Corporations with global operations establish and operate subsidiaries with an eye toward compartmentalizing risks presented by their operations. If plaintiffs can impose liability on a parent corporation based on the conduct of its subsidiaries—and can do so by establishing jurisdiction over the parent through a separate subsidiary that did not even participate in the alleged wrongdoing—corporations with a global presence will need to carefully evaluate the risks to their business based on the lowered bar to having their parent companies haled into court for their subsidiaries’ past conduct.

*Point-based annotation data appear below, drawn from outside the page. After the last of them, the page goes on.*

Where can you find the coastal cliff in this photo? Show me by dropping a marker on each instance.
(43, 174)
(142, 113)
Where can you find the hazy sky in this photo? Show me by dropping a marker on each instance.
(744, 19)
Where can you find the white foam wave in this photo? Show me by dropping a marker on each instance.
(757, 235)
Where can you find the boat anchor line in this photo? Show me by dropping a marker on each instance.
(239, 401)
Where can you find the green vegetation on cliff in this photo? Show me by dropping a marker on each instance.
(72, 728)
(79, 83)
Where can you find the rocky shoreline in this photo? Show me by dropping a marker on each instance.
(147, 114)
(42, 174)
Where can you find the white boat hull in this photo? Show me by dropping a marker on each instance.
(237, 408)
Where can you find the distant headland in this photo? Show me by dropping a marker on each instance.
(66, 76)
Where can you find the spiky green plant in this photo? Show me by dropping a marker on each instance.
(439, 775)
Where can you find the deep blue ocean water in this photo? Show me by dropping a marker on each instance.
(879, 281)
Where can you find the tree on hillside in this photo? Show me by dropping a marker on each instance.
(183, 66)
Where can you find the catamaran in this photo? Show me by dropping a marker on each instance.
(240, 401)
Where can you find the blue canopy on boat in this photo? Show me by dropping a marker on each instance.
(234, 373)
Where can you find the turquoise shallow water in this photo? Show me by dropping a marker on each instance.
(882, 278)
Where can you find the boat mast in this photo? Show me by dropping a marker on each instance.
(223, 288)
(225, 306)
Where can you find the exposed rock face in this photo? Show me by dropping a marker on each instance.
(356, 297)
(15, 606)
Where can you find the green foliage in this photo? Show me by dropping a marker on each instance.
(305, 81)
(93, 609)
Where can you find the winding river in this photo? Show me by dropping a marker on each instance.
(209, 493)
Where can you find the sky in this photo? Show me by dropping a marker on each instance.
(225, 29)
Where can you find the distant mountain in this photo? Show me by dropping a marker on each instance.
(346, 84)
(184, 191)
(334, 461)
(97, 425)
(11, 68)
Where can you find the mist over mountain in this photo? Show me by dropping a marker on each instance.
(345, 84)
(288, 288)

That said, affirmance is far from assured. In addition to the Ninth Circuit dissent, recent Supreme Court decisions appear unfavorable to the theories relied upon by the plaintiffs—for example, in Goodyear Dunlop Tire Operations, S.A. v. Brown, 131 S. Ct. 2846 (2011), decided shortly after the Ninth Circuit’s ruling in DaimlerChrysler AG, the Court unanimously declined to permit North Carolina courts to assert general personal jurisdiction over foreign subsidiaries of a domestic parent corporation, even though jurisdiction was proper over the parent. And other recent decisions (including Kiobel v. Royal Dutch Petroleum, decided the week before the Court agreed to hear DaimlerChrysler AG) have limited the reach of the statutes relied upon by the plaintiffs, giving the Court another potential basis for a ruling. Even so, DaimlerChrysler AG merits close attention, given the consequences of any Supreme Court decision either expanding or limiting the ability of U.S. courts to assert jurisdiction over foreign parent corporations.
DaimlerChrysler AG, docket number 11-965, is currently scheduled to be heard by the Supreme Court during the October 2013 Term.